The Recapitalization included the following components:
(1) The offer and sale by the company of 25,000,000 shares of Common
Stock on March 16, 1995 and 269,555 shares of Common Stock on
April 12, 1995 at $12.00 per share (the "Offering");
(2) Entering into a bank credit agreement (the "New Bank Credit
Agreement") consisting of a $300 million revolving credit facility
the "1995 Revolving Credit Facility"), an $810 million term loan (the
"1995 Term Loan A") and a $330 million term loan (the "1995 Term Loan
B" and, together with the 1995 Term Loan A, the "New Term Loans");
and entering into a receivables credit agreement consisting of a
$60 million term loan (the "1995 Receivables Facility");
(3) The application on March 16, 1995 of the net proceeds of the sale of
25,000,000 shares of Common Stock pursuant to the Offering, together
with borrowings under the New Term Loans, to prepay or redeem all the
Company's indebtedness outstanding under the 1988 Bank Credit
Agreement, 1993 Term Loan and Senior Secured Notes.
(4) The application on April 15, 1995 of borrowings under the New Term
Loans, the 1995 Receivables Facility and the 1995 Revolving Credit
Facility to redeem all outstanding 14 1/8% Debentures (at par) and
12 5/8% Debentures (at 102.5% of the principal amount thereof).
2. In the first quarter of 1995, the company reported an extraordinary loss
of $19 million (net of income taxes of $12 million) representing the
redemption premiums on the repurchases of all the company's outstanding
12 5/8% Subordinated Debentures at the redemption price of 102.5% of the
principal amount thereof and write-offs of deferred loan costs associated
with the prepayment or repurchases of all indebtedness outstanding under
the company's 1988 Bank Credit Agreement, the 1993 Term Loan and the
Senior Secured Floating Rate Notes on March 16, 1995, and the repurchase
of all outstanding 12 5/8% Subordinated Debentures and 14 1/8% Junior
Subordinated Discount Debentures on April 15, 1995. In the first quarter
of 1994, the company reported an extraordinary loss of $28 million (net of
income taxes of $15 million) representing the redemption premiums and
write-offs of deferred loan costs associated with the repayment of $100
million of term loan indebtedness under the company's 1988 Bank Credit
Agreement on February 10, 1994 and the repurchases of all the company's
remaining 12 3/8% Senior Subordinated Notes and $238 million of the
company's 12 5/8% Subordinated Debentures on March 11, 1994.
3. Assuming that all components of the recapitalization had been consummated
as of January 1, 1995, for the second quarter and first six months of
1995, pro forma interest expense would have decreased $2.6 million and
$16.2 million from amounts reported to $73.7 million and $146.9 million,
respectively.
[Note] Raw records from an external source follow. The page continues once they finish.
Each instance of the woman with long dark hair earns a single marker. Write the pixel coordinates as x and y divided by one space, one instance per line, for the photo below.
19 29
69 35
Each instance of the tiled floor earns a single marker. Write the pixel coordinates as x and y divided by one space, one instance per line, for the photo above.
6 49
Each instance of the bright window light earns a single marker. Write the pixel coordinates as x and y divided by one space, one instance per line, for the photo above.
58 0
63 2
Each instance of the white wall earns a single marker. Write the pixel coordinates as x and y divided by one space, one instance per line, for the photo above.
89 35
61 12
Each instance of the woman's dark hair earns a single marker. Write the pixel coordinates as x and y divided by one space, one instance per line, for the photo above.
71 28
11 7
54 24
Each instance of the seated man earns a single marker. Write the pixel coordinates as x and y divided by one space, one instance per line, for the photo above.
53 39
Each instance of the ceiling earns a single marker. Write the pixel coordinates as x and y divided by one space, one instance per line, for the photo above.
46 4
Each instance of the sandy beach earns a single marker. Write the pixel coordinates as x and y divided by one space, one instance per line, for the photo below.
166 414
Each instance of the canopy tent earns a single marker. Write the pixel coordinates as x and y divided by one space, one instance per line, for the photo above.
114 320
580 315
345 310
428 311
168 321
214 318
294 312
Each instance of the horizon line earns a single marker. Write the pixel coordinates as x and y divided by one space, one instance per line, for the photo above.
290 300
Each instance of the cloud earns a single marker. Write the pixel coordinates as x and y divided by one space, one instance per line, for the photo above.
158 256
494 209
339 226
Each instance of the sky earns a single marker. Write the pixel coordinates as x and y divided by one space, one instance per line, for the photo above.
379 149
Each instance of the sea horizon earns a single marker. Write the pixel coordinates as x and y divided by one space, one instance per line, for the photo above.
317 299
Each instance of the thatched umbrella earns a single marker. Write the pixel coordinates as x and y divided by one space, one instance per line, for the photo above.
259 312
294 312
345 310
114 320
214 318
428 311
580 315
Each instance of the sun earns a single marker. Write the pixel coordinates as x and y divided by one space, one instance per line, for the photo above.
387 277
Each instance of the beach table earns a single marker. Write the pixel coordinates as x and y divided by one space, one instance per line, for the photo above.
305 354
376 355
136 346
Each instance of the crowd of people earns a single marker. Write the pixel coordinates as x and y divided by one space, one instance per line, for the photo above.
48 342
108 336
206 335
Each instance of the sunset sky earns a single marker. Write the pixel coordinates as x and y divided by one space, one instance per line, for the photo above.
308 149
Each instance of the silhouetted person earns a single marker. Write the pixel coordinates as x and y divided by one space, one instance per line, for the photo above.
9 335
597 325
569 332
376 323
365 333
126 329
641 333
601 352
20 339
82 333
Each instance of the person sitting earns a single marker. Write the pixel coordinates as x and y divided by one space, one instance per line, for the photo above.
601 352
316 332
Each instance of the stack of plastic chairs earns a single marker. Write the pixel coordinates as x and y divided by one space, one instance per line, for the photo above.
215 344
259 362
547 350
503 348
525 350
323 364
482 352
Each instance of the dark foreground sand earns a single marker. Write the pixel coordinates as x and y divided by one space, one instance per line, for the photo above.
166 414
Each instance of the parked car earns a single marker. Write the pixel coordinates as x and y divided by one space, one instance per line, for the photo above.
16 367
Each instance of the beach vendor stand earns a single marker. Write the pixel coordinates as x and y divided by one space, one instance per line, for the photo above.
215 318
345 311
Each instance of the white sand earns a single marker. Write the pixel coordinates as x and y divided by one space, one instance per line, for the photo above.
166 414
After adjusting the income tax (credit) for the decrease in
interest expense at an effective rate of 38.5%, the pro forma net income
(loss) before extraordinary item and pro forma net income (loss) per share
before extraordinary item (assuming that 63,371,000 weighted average
shares were outstanding for the periods) would have been $9.2 million and
$0.15 per share for the second quarter of 1995 and $8.1 million and $0.13
per share for the first six months of 1995, respectively.